Appellate Court of Illinois, First District, First Division.
May 13, 2013
2013 Ill. App. 121196 (Ill. App. Ct. 2013)

Opinion

Docket No. 1–12–1196.

2013-05-13

Rochelle J. RODRIGUES, Plaintiff–Appellant, v. Patrick QUINN, Governor of the State of Illinois; Lisa Madigan, Attorney General of the State of Illinois; The Department of Financial and Professional Regulation; Brent E. Adams, Secretary of the Department of Financial and Professional Regulation; Jay Stewart, Director of the Division of Professional Regulation of the Department of Financial and Professional Regulation; The Board of Nursing; and Julio Santiago, Chairperson of the Board of Nursing, Defendants–Appellees.

Broida & Nichele, Ltd., of Naperville (Ronald J. Broida and Joseph K. Nichele, of counsel), for appellant. Lisa Madigan, Attorney General, of Chicago (Michael A. Scodro, Solicitor General, and Nadine Wichem, Assistant Attorney General, of counsel), for appellees.



Broida & Nichele, Ltd., of Naperville (Ronald J. Broida and Joseph K. Nichele, of counsel), for appellant. Lisa Madigan, Attorney General, of Chicago (Michael A. Scodro, Solicitor General, and Nadine Wichem, Assistant Attorney General, of counsel), for appellees.

OPINION


Presiding Justice HOFFMAN delivered the judgment of the court, with opinion.

¶ 1 At issue in this appeal is the constitutionality of section 2105–165 of the Illinois Department of Professional Regulation Law (20 ILCS 2105/2105–165 (West 2012)) (hereinafter referred to as the Act) as applied to the health-care-worker plaintiff. Subsection (a) of the Act provides that the license of a health care worker as defined in the Health Care Worker Self–Referral Act (225 ILCS 47/1 et seq. (West 2012)) who: “(1) has been convicted of a criminal act that requires registration under the Sex Offender Registration Act; (2) has been convicted of a criminal battery against any patient in the course of patient care or treatment, including any offense based on sexual conduct or sexual penetration; (3) has been convicted of a forcible felony; or (4) who is required as part of a criminal sentence to register under the Sex Offender Registration Act * * * shall by operation of law be permanently revoked without a hearing.” 20 ILCS 2105/2105–165(a) (West 2012).
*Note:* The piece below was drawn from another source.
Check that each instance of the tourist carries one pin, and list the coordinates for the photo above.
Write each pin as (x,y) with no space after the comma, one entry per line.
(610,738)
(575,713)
The Act became effective on August 20, 2011.

¶ 2 In 1993, the plaintiff, Rochelle J. Rodrigues, was licensed as a registered nurse pursuant to the Nurse Practice Act (now 225 ILCS 65/50–1 et seq. (West 2010)), and, she practiced nursing until 2001, when she was convicted of aggravated criminal sexual assault for having a relationship with a 17–year–old neighbor. She was sentenced to five years' imprisonment in 2002 and required to register as a sex offender. As a result of this conviction, the Department of Financial and Professional Regulation (the Department) suspended her nursing license indefinitely and for a period of at least five years. In November 2008, Rodrigues petitioned the Department to restore her nursing license, which it did following an investigation and hearing in 2009. As part of the consent order, Rodrigues was required to retake the National Council Licensure Examination, which she did and passed. She returned to work as a nurse in July 2011.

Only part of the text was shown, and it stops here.